***
Ini sudah benar dan ini sudah tepat, seperti itulah hasil pemikiranku selama beberapa hari terakhir. Aku sadar betul semuanya sudah tidak lagi sama, sekarang bukan lagi hanya tentang aku dan Azka saja melainkan saat ini sudah ada Rachael dan William diantara kami. Terlalu egois rasanya kalau kami ngotot untuk tetap bersama dan mengorbankan impian anak – anak kami untuk memiliki keluarga utuh seperti keluarga yang lainnya. Terlepas dari berita pertunangan Azka dan Gisela Sarapova yang sempat memanas di media Eropa beberapa minggu yang lalu, perpisahaan adalah jalan terbaik untuk kami semua.
"Aku akan segera mengambil barang – barangku yang masih ada di tempatmu," kataku sebelum melangkah masuk kedalam ruang ICU. Meninggalkan Azka bersama semua kenangan, impian dan harapan kami yang pernah kami rangkai bersama.

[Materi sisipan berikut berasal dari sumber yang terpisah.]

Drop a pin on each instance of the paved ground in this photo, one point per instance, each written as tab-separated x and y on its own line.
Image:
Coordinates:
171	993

Untuk yang terakhir kali, aku menolehkan kepalaku ke belakang berharap bisa menatap wajah pria yang ku cintai selama dua tahun ini namun yang kudapat justru rasa kecewa saat tidak mendapati Azka di tempat terakhir aku meninggalkannya. Ya tuhan semudah itukah dia mengakhiri apapun yang pernah terjalin diantara kami? kenapa aku harus merasakan rasa sakit di saat aku benar – benar ingin membiarkannya pergi.
"Kenapa Dav?"
Aku menghapus air mata yang entah sejak kapan keluar dari mataku sebelum membalikkan badan untuk menatap Naraya yang saat ini berdiri beberapa meter dariku, menatapku dengan kening berkerut.

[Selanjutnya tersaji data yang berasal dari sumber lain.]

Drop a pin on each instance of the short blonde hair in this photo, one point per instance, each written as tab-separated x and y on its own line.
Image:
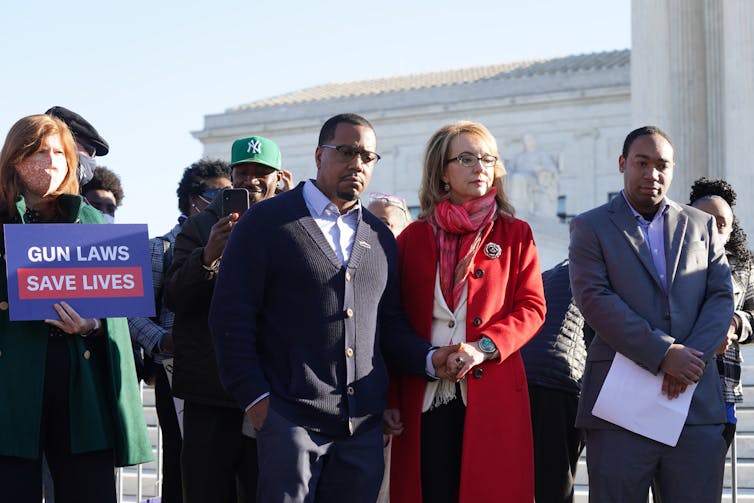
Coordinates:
24	140
438	150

"Kau sudah mau pulang?" tanyaku saat mendapati Naraya sudah siap dengan tas di tangannya.
"Azka barusan telepon, menunggu di parkiran katanya."

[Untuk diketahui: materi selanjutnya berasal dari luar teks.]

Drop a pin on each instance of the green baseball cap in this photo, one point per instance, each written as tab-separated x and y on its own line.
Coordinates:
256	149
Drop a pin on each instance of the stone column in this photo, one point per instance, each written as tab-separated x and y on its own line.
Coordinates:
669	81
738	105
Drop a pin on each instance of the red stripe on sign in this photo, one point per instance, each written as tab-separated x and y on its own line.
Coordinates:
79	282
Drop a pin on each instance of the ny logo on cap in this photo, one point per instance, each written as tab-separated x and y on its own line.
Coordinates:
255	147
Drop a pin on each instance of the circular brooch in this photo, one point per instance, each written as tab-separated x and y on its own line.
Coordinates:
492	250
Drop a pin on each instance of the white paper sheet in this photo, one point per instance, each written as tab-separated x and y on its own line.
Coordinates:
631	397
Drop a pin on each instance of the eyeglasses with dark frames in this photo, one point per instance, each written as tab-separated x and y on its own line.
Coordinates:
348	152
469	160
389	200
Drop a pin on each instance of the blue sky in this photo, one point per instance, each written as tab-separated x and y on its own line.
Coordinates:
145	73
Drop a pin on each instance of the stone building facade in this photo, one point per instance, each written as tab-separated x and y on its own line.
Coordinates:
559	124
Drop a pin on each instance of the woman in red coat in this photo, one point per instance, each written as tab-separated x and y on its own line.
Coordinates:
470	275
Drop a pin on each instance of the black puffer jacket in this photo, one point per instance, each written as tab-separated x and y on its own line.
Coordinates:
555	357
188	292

Aku mengangguk sambil tersenyum tipis. Tak lama kemudian omma Luce bergabung bersama dengan kami.
"Non Camel tidak papa kami tinggal?"
Sekali lagi aku mengangguk kecil. "Tidak papa omma, sebentar lagi Jackob datang kok," jawabku tidak sepenuhnya yakin pada jawabanku sendiri.
"Ya sudah kami pulang dulu, kabari kalau ada apa – apa," kata Naraya yang ku jawab hanya dengan anggukan kepala. Setelah memastikan mereka berdua meninggalkan ruang tunggu ICU aku bergegas masuk ke dalam ruangan Rachael, melihat kondisi malaikat kecilku.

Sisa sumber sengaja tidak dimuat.